RE: [PATCH v2 00/19] crypto: x86 - fix RCU stalls
From: Elliott, Robert (Servers)
Date: Tue Nov 01 2022 - 17:35:15 EST
> -----Original Message-----
> From: Elliott, Robert (Servers) <elliott@xxxxxxx>
> Sent: Wednesday, October 12, 2022 4:59 PM
> To: herbert@xxxxxxxxxxxxxxxxxxx; davem@xxxxxxxxxxxxx;
> tim.c.chen@xxxxxxxxxxxxxxx; ap420073@xxxxxxxxx; ardb@xxxxxxxxxx; linux-
> crypto@xxxxxxxxxxxxxxx; linux-kernel@xxxxxxxxxxxxxxx
> Cc: Elliott, Robert (Servers) <elliott@xxxxxxx>
> Subject: [PATCH v2 00/19] crypto: x86 - fix RCU stalls
>
> This series fixes the RCU stalls triggered by the x86 crypto
> modules discussed in
> https://lore.kernel.org/all/MW5PR84MB18426EBBA3303770A8BC0BDFAB759@MW5PR84
> MB1842.NAMPRD84.PROD.OUTLOOK.COM/
I've instrumented all the x86 crypto modules, including ways to
experiment with different loop sizes. Here are some results with
the hash functions.
Key:
calls = number of kernel_fpu_begin()/end() calls made by the module
cost = number of CPU cycles consumed by those calls (overhead)
maxcycles = number of CPU cycles between those calls in FPU context
bpf = bytes_per_fpu loop size
KiB = bpf expressed in KiB
maxlen = maximum number of bytes per loop via update()

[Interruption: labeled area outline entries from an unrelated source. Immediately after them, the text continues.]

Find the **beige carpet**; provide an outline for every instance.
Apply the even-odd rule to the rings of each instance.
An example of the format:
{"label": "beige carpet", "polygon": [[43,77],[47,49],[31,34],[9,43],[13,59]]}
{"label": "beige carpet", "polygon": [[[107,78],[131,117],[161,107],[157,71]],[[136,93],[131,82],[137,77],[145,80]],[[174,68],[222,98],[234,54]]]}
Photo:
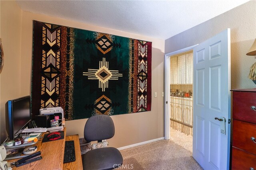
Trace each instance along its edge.
{"label": "beige carpet", "polygon": [[133,158],[124,159],[123,161],[123,164],[118,169],[122,170],[132,169],[132,170],[144,170],[137,160]]}
{"label": "beige carpet", "polygon": [[202,170],[192,157],[192,143],[188,141],[192,136],[173,129],[170,133],[171,140],[120,150],[124,159],[134,158],[145,170]]}

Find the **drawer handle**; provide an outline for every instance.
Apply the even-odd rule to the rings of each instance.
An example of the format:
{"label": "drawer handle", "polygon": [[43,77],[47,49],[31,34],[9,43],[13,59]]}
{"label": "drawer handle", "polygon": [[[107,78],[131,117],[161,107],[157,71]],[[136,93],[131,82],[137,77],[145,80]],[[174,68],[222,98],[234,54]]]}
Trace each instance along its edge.
{"label": "drawer handle", "polygon": [[251,139],[252,139],[252,141],[253,141],[253,142],[256,143],[256,142],[255,141],[255,138],[251,137]]}
{"label": "drawer handle", "polygon": [[218,120],[219,121],[223,121],[223,119],[219,119],[219,118],[218,118],[218,117],[215,117],[215,118],[214,118],[214,119],[215,119],[215,120]]}

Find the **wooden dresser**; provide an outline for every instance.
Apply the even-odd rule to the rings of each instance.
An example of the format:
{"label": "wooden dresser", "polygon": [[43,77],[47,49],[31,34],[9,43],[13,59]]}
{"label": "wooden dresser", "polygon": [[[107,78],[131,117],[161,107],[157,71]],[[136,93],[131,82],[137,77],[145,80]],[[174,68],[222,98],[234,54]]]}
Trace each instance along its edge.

maxlen2 = maximum number of bytes per loop via finup()
This is on a 2.2 GHz Cascade Lake CPU, where each cycle is nominally
0.45 ns. The CPU does not support SHA-NI instructions, so those
results are missing.
Here are the results from a boot with the avx2 bytes_per_fpu values set
to 0 (unlimited - original behavior).
Booting includes:
- processing 2.3 GB of SHA-512 kernel module hashes
- crypto self-tests
- crypto extra self-tests (CONFIG_CRYPTO_MANAGER_EXTRA_TESTS=y)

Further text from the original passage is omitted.